According to a Check Point Report, cyberattacks opposed to healthcare organizations have risen up to 45% since Nov 2020. During this period, other industries however saw a 22% rise in cyberattacks. In the month of November itself, Central Europe witnessed 145% increase in attacks and North America saw a 67% increase.
The cyberattacks included ransomware, botnets, DDoS and remote code execution. While most of the ransomware were targeted on a broad sector, the report found that Ryuk attack is tailored towards targeting the healthcare industry. Due to the pressure posed by the Covid-19 on the healthcare industry, offenders are making the maximal financial success in interrupting operations that have no room for free time.
CISA had proposed security recommendations for healthcare defense last year however Drew Daniels CIO and CISO of Druva said that, “there are also known control channels which can be blocked past in order to prevent the troublemakers.” These agitators will develop newer channels of infection and if any organization identifies Ryuk, then constraint and recovery will become the dominant business. He further said, “Security is not certain, nothing involving the internet can ever be. It isn’t just designed in that way.”
Ryuk was paused before re-surfacing in the fall. An infection can begin with a trojan such as Trickbot, Emotet, Dridex, or Cobalt Strike. Research by Deep Instinct finds that, “the earlier generations of Ryuk were rarely found without followed by Trickbot in its environment.” This allowed organizations to detect and dismantle Trickbot to therefore avoid a Ryuk infection. This Ryuk redundancy heavily relied on human-driven exploration.
The ransomware strain even though developed now, still relies on Trickbot and spear-phishing and document containing a VBA (visual basic for applications). macro. Targeted organizations can balance between blocking or allowing, in case the ransomware is able to use Powershell alongside. “This can catch back to the admins doing anything they can in order to not impact their user base, which can even mean lowering the security posture of the environment”, says Deep Instinct. This is one reason why Ryuk thrived in the healthcare sector during the pandemic.

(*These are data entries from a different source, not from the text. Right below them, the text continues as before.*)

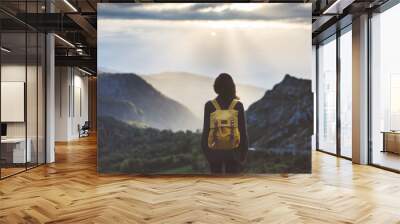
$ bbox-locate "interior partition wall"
[0,1,46,179]
[370,1,400,171]
[316,25,352,159]
[317,36,337,154]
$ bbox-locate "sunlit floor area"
[0,136,400,224]
[372,151,400,171]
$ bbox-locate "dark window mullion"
[336,29,342,156]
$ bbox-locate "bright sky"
[97,3,311,89]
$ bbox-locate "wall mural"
[98,3,313,174]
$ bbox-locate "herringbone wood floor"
[0,138,400,224]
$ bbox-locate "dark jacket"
[201,97,249,162]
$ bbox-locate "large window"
[340,26,353,158]
[318,37,337,153]
[370,4,400,170]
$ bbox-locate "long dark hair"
[214,73,239,99]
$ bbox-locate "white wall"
[55,67,89,141]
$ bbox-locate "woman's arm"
[238,103,249,162]
[201,102,211,159]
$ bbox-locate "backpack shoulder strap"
[211,99,221,110]
[228,99,239,110]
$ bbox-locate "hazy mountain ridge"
[247,75,313,153]
[98,73,201,130]
[141,72,265,119]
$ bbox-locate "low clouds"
[98,3,311,89]
[99,3,311,23]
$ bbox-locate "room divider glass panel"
[26,30,38,168]
[1,31,27,178]
[0,1,46,179]
[318,36,337,154]
[370,4,400,170]
[339,26,353,158]
[37,33,46,165]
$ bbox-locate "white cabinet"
[1,138,32,163]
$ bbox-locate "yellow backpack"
[208,99,240,149]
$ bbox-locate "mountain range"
[246,75,313,153]
[141,72,265,119]
[98,73,201,130]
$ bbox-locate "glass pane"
[1,32,30,177]
[26,32,38,167]
[37,33,46,164]
[340,30,352,158]
[318,39,336,156]
[371,5,400,170]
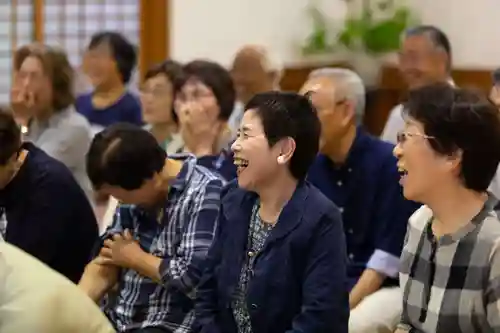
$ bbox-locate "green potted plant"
[336,0,418,85]
[302,0,418,84]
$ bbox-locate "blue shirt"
[102,155,223,333]
[0,142,99,283]
[308,128,418,288]
[195,181,349,333]
[75,92,142,128]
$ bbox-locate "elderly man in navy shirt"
[301,68,418,333]
[0,110,98,282]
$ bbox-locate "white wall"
[170,0,500,68]
[170,0,345,65]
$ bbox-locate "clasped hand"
[98,230,144,269]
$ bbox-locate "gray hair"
[239,44,284,90]
[309,67,366,124]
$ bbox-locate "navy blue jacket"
[195,182,349,333]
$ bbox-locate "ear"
[276,137,296,165]
[335,100,356,126]
[445,149,463,173]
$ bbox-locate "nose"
[392,143,403,159]
[231,137,241,153]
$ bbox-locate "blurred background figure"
[229,45,283,133]
[76,31,142,132]
[11,44,93,202]
[174,60,236,180]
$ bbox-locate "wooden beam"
[33,0,45,43]
[139,0,170,79]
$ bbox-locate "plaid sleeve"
[485,239,500,333]
[160,179,223,294]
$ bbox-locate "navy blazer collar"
[223,181,309,248]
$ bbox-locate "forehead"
[144,73,171,86]
[182,77,211,92]
[233,49,262,68]
[300,77,338,96]
[402,34,434,50]
[241,109,262,131]
[20,55,43,71]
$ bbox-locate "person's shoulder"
[27,145,84,191]
[75,92,92,110]
[0,243,114,333]
[303,181,341,221]
[61,106,92,136]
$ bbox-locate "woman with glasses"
[196,92,349,333]
[394,84,500,333]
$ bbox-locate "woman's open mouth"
[398,165,408,185]
[234,157,248,176]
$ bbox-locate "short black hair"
[0,107,21,166]
[181,60,236,121]
[405,25,452,71]
[144,59,184,123]
[87,123,167,191]
[245,91,321,180]
[88,31,137,84]
[404,83,500,192]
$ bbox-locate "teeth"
[234,158,248,167]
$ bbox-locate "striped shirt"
[398,198,500,333]
[102,155,223,333]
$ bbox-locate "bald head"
[231,44,282,103]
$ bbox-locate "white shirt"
[380,81,500,199]
[0,241,115,333]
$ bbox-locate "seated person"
[0,110,98,282]
[80,123,223,333]
[301,68,418,333]
[196,92,349,333]
[76,31,142,133]
[0,241,115,333]
[11,44,93,202]
[229,44,283,137]
[394,84,500,333]
[175,60,236,180]
[100,60,187,230]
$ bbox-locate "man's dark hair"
[0,107,21,166]
[87,123,167,191]
[88,31,137,84]
[405,25,452,71]
[245,91,321,180]
[144,60,184,123]
[405,83,500,192]
[181,60,236,121]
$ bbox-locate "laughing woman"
[197,92,349,333]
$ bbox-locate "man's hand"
[99,230,144,269]
[78,257,119,302]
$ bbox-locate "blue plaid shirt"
[102,155,223,333]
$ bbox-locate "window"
[0,0,34,105]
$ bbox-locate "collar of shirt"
[25,108,73,139]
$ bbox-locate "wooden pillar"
[139,0,170,80]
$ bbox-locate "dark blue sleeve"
[286,208,349,333]
[198,153,236,181]
[373,156,420,258]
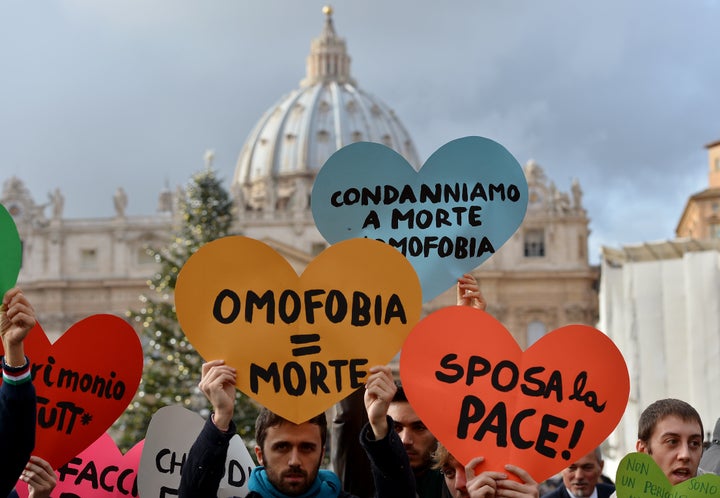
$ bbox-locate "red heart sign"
[400,306,630,482]
[1,315,143,469]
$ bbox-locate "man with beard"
[543,447,615,498]
[178,360,415,498]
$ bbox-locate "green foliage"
[112,168,257,451]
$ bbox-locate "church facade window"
[524,229,545,258]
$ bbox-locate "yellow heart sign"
[175,236,422,423]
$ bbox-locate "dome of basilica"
[231,7,420,212]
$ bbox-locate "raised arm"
[0,287,36,496]
[360,366,415,498]
[457,273,487,311]
[178,360,236,498]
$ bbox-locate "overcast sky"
[0,0,720,262]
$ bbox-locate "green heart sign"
[0,204,22,298]
[615,453,720,498]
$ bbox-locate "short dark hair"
[638,398,703,443]
[255,408,327,451]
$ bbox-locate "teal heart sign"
[615,453,720,498]
[0,204,22,299]
[311,137,528,302]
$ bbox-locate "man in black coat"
[543,447,615,498]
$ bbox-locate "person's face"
[637,415,703,485]
[388,401,437,471]
[562,451,603,498]
[442,455,470,498]
[255,422,324,496]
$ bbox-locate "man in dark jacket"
[0,287,36,496]
[179,360,415,498]
[543,447,615,498]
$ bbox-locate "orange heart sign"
[1,315,143,469]
[175,236,422,423]
[400,306,630,482]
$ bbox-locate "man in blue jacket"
[543,447,615,498]
[179,360,415,498]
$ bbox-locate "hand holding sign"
[311,137,527,302]
[615,453,720,498]
[138,406,255,498]
[0,204,22,299]
[175,236,421,423]
[400,306,630,482]
[0,315,143,469]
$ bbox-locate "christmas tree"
[113,160,258,451]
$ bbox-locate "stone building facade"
[5,10,599,347]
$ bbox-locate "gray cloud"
[0,0,720,264]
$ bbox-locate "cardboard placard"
[175,236,422,423]
[138,406,255,498]
[0,315,143,469]
[311,137,528,302]
[400,306,630,482]
[16,432,143,498]
[615,453,720,498]
[0,204,22,299]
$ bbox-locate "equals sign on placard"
[290,334,320,356]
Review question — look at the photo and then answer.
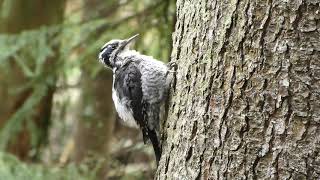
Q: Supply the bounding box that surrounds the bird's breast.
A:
[112,81,138,127]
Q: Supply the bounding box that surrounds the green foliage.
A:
[0,152,96,180]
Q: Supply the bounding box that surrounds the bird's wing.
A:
[115,62,161,162]
[114,63,146,127]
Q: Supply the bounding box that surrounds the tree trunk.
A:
[156,0,320,179]
[0,0,64,160]
[73,0,118,175]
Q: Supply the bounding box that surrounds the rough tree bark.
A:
[156,0,320,179]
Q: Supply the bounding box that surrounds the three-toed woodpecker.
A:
[99,35,174,164]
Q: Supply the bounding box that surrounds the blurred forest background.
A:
[0,0,175,180]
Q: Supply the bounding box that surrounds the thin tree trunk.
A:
[73,0,118,178]
[0,0,64,160]
[156,0,320,179]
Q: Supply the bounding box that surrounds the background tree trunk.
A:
[0,0,65,160]
[156,0,320,179]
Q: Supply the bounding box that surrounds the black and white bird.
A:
[99,35,171,163]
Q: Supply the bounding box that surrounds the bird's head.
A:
[99,34,139,68]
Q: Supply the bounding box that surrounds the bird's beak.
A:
[121,34,139,49]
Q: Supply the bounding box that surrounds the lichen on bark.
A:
[156,0,320,179]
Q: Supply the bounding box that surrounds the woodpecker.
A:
[99,34,175,164]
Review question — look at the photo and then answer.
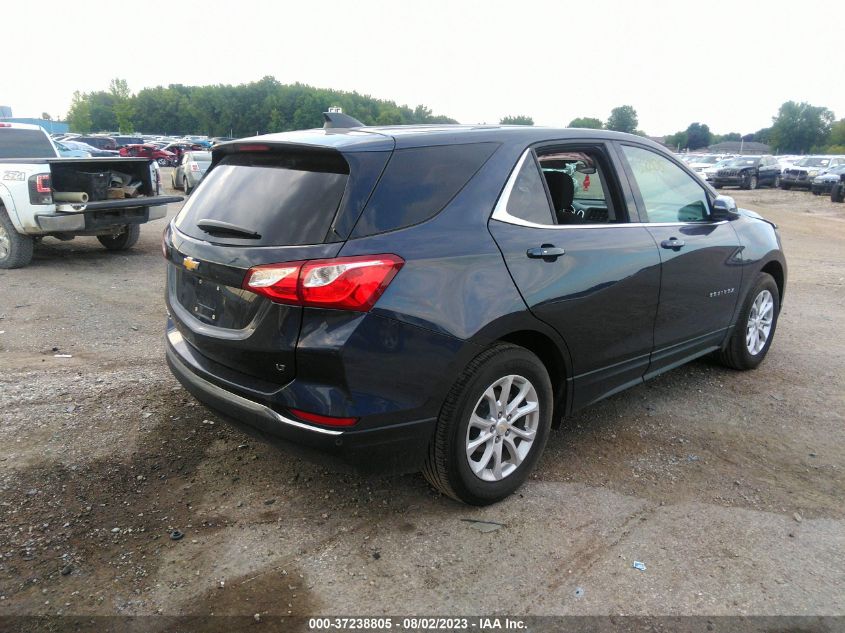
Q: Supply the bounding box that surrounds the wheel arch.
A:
[760,259,786,306]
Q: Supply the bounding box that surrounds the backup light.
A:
[243,255,405,312]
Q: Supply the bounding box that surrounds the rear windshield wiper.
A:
[197,220,261,240]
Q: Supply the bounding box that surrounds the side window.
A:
[622,145,710,222]
[507,153,554,224]
[353,143,499,237]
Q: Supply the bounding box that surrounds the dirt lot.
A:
[0,177,845,616]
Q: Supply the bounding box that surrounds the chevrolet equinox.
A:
[163,115,786,505]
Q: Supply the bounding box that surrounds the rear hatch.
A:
[165,144,389,385]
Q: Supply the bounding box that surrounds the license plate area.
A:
[175,268,259,330]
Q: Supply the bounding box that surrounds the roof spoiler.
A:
[323,112,364,130]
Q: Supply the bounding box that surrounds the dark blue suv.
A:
[163,126,786,504]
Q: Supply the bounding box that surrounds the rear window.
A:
[176,152,349,246]
[353,143,499,237]
[0,127,56,158]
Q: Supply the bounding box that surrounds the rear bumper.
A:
[166,328,436,473]
[780,174,813,189]
[35,206,167,233]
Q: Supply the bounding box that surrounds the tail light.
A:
[243,255,405,312]
[28,174,53,204]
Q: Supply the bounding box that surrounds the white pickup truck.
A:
[0,122,182,268]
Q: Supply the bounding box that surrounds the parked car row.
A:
[680,154,845,202]
[51,133,235,167]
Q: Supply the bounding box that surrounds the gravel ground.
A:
[0,175,845,616]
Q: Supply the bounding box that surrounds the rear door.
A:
[489,142,660,409]
[619,143,742,376]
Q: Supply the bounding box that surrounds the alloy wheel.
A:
[466,375,540,481]
[745,290,775,356]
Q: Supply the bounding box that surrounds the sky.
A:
[0,0,845,136]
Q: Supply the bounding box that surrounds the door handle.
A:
[660,237,686,251]
[525,244,566,262]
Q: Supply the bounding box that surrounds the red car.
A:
[120,144,176,167]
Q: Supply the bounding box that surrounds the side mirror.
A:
[710,196,737,222]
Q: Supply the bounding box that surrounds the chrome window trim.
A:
[490,147,727,230]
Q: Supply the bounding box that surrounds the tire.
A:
[97,224,141,251]
[0,205,35,269]
[719,273,780,370]
[423,344,553,506]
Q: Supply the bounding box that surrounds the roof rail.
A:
[323,112,364,130]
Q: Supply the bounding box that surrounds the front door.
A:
[489,143,660,410]
[620,144,742,376]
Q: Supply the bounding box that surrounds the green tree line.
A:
[67,77,457,137]
[665,101,845,154]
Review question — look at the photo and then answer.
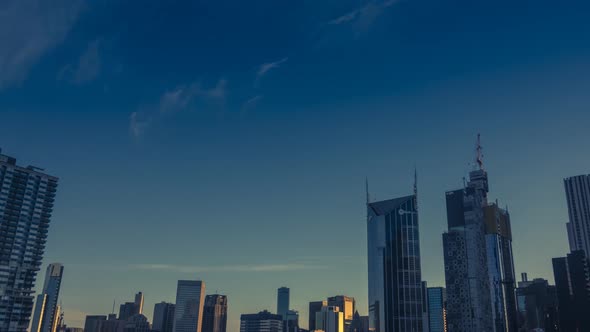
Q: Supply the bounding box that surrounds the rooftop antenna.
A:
[475,134,483,170]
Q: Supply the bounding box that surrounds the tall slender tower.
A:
[563,175,590,257]
[367,187,426,332]
[0,151,58,332]
[31,263,64,332]
[174,280,205,332]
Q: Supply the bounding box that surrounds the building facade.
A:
[202,294,227,332]
[240,310,283,332]
[428,287,447,332]
[31,263,64,332]
[0,151,58,332]
[443,169,494,332]
[563,175,590,257]
[152,302,174,332]
[367,195,425,332]
[174,280,205,332]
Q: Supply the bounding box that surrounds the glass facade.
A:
[367,195,424,332]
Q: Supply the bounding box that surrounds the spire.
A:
[475,134,483,170]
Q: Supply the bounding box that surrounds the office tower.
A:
[307,301,328,331]
[328,295,356,332]
[315,306,344,332]
[31,263,64,332]
[174,280,205,332]
[367,185,425,332]
[240,310,283,332]
[277,287,289,318]
[428,287,447,332]
[516,273,559,332]
[483,203,518,332]
[152,302,174,332]
[0,150,58,332]
[84,315,107,332]
[201,294,227,332]
[553,250,590,331]
[563,175,590,257]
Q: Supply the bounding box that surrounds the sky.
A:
[0,0,590,331]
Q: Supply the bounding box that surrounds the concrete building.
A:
[0,150,58,332]
[174,280,205,332]
[31,263,64,332]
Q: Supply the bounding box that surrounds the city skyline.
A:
[0,0,590,331]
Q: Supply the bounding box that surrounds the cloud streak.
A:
[0,0,83,89]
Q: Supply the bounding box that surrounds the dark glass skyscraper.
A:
[201,294,227,332]
[0,151,58,332]
[31,263,64,332]
[367,191,425,332]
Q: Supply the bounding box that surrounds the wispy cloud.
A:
[129,78,227,138]
[57,40,101,84]
[256,57,289,80]
[131,263,323,273]
[328,0,400,30]
[0,0,83,89]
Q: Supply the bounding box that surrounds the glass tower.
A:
[367,195,425,332]
[0,151,58,332]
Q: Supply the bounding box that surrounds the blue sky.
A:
[0,0,590,331]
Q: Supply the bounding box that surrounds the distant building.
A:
[0,150,58,332]
[201,294,227,332]
[316,306,344,332]
[328,295,356,332]
[367,189,425,332]
[308,301,328,331]
[428,287,447,332]
[516,274,559,332]
[277,287,289,318]
[240,310,283,332]
[563,175,590,257]
[31,263,64,332]
[152,302,174,332]
[174,280,205,332]
[553,250,590,331]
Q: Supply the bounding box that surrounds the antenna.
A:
[475,134,483,170]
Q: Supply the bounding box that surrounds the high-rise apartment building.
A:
[31,263,64,332]
[174,280,205,332]
[370,189,425,332]
[240,310,283,332]
[152,302,174,332]
[563,175,590,257]
[307,301,328,331]
[201,294,227,332]
[0,151,58,332]
[277,287,289,318]
[315,306,344,332]
[428,287,447,332]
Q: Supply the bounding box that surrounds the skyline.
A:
[0,0,590,331]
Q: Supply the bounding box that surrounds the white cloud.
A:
[57,40,101,84]
[131,263,321,273]
[0,0,83,89]
[256,57,289,79]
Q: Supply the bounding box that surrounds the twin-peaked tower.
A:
[443,137,518,332]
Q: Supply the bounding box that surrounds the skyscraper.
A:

Security propositions for ransomware can often drill down to traditional hygiene methods. Daniels, on a recent healthcare ransomware attacks, said, “I was shocked by the lack of the basic security hygiene and I I would be negligent not to miss the importance of patching and patching and patching”. Along with the routine antivirus updates, IT can restrict the users on their ability to run specific applications, but with also running the risk of interfering with employees’ output.
Daniels further said, “This may fundamentally dull down some of the risks, malware can be delivered via macros in an Excel spreadsheet or a Word document or anything similar that’s part of our daily working”. In continuance, he said that “it is unlikely that this level of functionality can be turned off as it would severely limit the users’ capacity to work. Years old system have been designed to enable connectivity, productivity and openness.” If a system was completely read-only, it would largely curtail users’ expediency.